RE: sync_client fails to exit when manual replication and rolling replication are combined (2.3.16-8)

2010-10-19 Thread Simon Matter
 On Saturday, October 16, 2010 12:49 AM, Bron Gondwana wrote (2.3.16-8)

 On Fri, Oct 15, 2010 at 03:42:21PM -0400, Simpson, John R wrote:
  However, if I have run sync_client manually while rolling replication
 is
 enabled the rolling replication instance will not exit.  Instead, it
 appears to start spawning subprocesses and throwing database errors.
 The
 change in database errors (below) appears to coincide with the
 completion
 of Exporting cyrus-imapd databases.  The critical DB error messages
 continue until sync_client is killed.

 [ ... ]

  Oct 15 14:51:41 eml-store04 sync_client[25333]: DBERROR db4: PANIC:
 fatal region error detected; run recovery
  Oct 15 14:51:41 eml-store04 sync_client[25333]: DBERROR: critical
 database situation
  Oct 15 14:51:41 eml-store04 sync_client[25353]: DBERROR db4: PANIC:
 fatal region error detected; run recovery
  Oct 15 14:51:41 eml-store04 sync_client[25353]: DBERROR: critical
 database situation
  ... continue until sync_client is killed ...

 Nothing magic about sync_client itself here - it's something with the
 hand
 run sync_client and attaching/detaching from the environment.  This has
 been on the TODO list at FastMail for a while - and your information may
 actually help us narrow down the cause.  We don't use BDB, but the log
 messages annoy us too!

 If there's else anything I can do to help track this down, please let me
 know.  It was interesting to see that the errors were coming from the
 original, rolling replication sync_client process, not a manually
 initiated sync_client that didn't exit properly.

 The reason I'm running sync_client manually is to seed the replica with
 the existing users and mailboxes on the master server, as described in
 http://www.cyrusimap.org/docs/cyrus-imapd/2.3.16/install-replication.php.
 Would it be better to use rsync?

 Is there any reason not to add code to clean up any remaining sync_client
 processes to the stop function in /etc/rc.d/init.d/cyrus-imapd?

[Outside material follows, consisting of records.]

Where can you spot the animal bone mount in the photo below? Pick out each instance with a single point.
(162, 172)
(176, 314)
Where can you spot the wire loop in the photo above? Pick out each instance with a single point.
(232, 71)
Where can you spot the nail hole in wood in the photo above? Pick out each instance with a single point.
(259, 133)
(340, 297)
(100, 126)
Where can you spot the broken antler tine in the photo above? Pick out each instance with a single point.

Yes, that could get a little tricky because the init script has multi
instance support and so you don't have to only identify sync_client
processes running outside master but also identify which instance they
bwlong to. Beside that, init scripts usually _only_ terminate services
they have started, not anything else.


 I am pretty sure we're not using BDB either, but I found a log file,
 /var/lib/imap/db/log.01, that appears to be a Berkeley DB log
 file.

Right, as long as BDBless builds are not possible, we will always see BDB
being initialized, even if not used :(

BTW, I can't help you much with sync_client because I have never used it.
However, I'm quite sure shutting down cyrus-imapd while sync_client is
running may do bad things with your databases. The init script tries to
convert all BDB to skiplist and the cleaning up the BDB environment. I
guess that's not good while sync_client is running.

Simon


Cyrus Home Page: http://www.cyrusimap.org/
List Archives/Info: http://lists.andrew.cmu.edu/pipermail/info-cyrus/


Re: sync_client fails to exit when manual replication and rolling replication are combined (2.3.16-8)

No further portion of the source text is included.